После прогулки была перевязка. Эска сразу предупредил, что никогда сам не перевязывал. Пожилой раб долго ахал и охал, громко жалея Марка, ведь ему достался совершенно бесполезный раб. Эска хмурился и фыркал. Наконец, вдоволь насмотревшись на представление «старый распекает молодого и попутно рассказывает, как все было в его время», Марк сказал:
— Ну хватит, Стефаний. Ему не надо было это уметь. Я вот, например, готовить, как ты, не умею. Не придирайся. Я уверен, если ты не будешь ворчать и отвлекать, Эска научится гораздо быстрее…
Стефаний растерянно замолчал, а Эска послал Марку благодарный взгляд.
Весь вечер Эска упражнялся в остроумии, комментируя рассказы Марка и «особенности римского самосознания».
— Как для плохо говорящего на моем языке, ты используешь слишком сложные слова. Признайся честно: ты ночевал в библиотеке и заучивал все слова подряд.
— Я читать по-вашему не умею…
— Как же ты столько слов запомнил?
— А вот память у меня хорошая, не то что у чугуноголовых вояк!
— Эска, тебя надо на площадях показывать, как образец детского юмора. Чтобы все посмотрели, как никогда не надо! Между прочим, ты и сам вояка, разве нет?
— Нет, мы, скорее, охотники…
ЭСКА
«Помогите мне, боги!» — взмолился Эска про себя. Марк продолжал вести себя мило.
Римлянин заключил с Эской пари и Эска, к своему стыду, проиграл.
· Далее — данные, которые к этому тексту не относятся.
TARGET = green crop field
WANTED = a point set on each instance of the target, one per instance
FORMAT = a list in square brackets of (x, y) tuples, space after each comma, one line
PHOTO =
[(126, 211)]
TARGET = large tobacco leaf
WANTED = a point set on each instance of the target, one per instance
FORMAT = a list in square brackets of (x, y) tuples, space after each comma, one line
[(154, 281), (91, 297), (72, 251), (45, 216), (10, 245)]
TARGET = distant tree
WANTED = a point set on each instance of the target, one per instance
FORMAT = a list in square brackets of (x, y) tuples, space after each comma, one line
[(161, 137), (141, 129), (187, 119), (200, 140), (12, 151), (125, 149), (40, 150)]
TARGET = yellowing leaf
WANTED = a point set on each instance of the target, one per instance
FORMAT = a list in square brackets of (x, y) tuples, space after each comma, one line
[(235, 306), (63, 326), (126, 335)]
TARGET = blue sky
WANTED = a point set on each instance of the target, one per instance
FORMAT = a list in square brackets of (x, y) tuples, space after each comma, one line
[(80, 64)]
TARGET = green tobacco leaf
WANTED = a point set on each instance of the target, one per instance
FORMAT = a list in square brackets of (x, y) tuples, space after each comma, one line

Бритт всегда считал себя весьма злым на язык, это признавала и родня, но тут что-то даже засомневался в своих силах. Марк только улыбался в ответ на колкости или вполне бойко отвечал. Казалось, римлянин наслаждается их пикировкой. «Похоже на прелюдию…» — подумалось Эске. Он весь покрылся холодным потом от мысли, что может влюбиться в римлянина и хозяина. Это будет весьма… неловко.
Вечером Марк спросил:
— Ну, что, признаешь свой проигрыш?
И опять — ласковая улыбка. Но не такая — ласковая и липкая, какие дарили ему другие римляне, а ласковая и теплая… дружеская, неопасная.
— Признаю… — неохотно пробурчал бритт, — я должен рассказать тебе все о себе?
— Смысл подобных пари — ты споришь на то, что в другом случае ни за что не сделал бы! Конечно, все! Особенно то, что не хочешь!
Марк спокойно смотрел в глаза бритту, Эска похолодел, осознав, наконец, какое неосмотрительное обещание дал. Будь мужчина попроще, может, секрет удалось бы оставить таковым, но Марк явно желал предельной откровенности и… отвертеться не удастся.
— Это займет время, сегодня уже поздно. Завтра?
— Ладно, ты прав, — Марк вздохнул, — я сегодня ходил больше обычного, и моя дрянная нога дает о себе знать.
Да, Эска кивнул сам себе — он чувствовал кровь. Кстати, естественный запах Марка был весьма приятным, но кровь добавляла будоражащую нотку и заставляла Эску волноваться.
— Тебя надо перевязать на ночь?
— Да. И постарайся при этом не отправить меня к праотцам…
Эска улыбнулся Марковой немудрящей шутке и поймал себя на мысли: за сегодняшний день он улыбался больше, чем за последние три года. Будет обидно, если римлянин убьет его завтра…
Но на следующий день им было совершенно некогда поговорить: дядя пригласил хирурга, чтобы он осмотрел ногу. Рана Марка заживала преотвратно: кровила, дергала постоянными болями, скручивала мышцы судорогами. Кожа вокруг имела неестественный цвет и была горячее, чем нужно. Аквила, повидав за свою жизнь немало повреждений, решил, что с Марком что-то не так. Пора бы уже тканям зарубцеваться и перестать болеть. Потому и был вызван “наилучшейший”, по словам дяди, эскулап.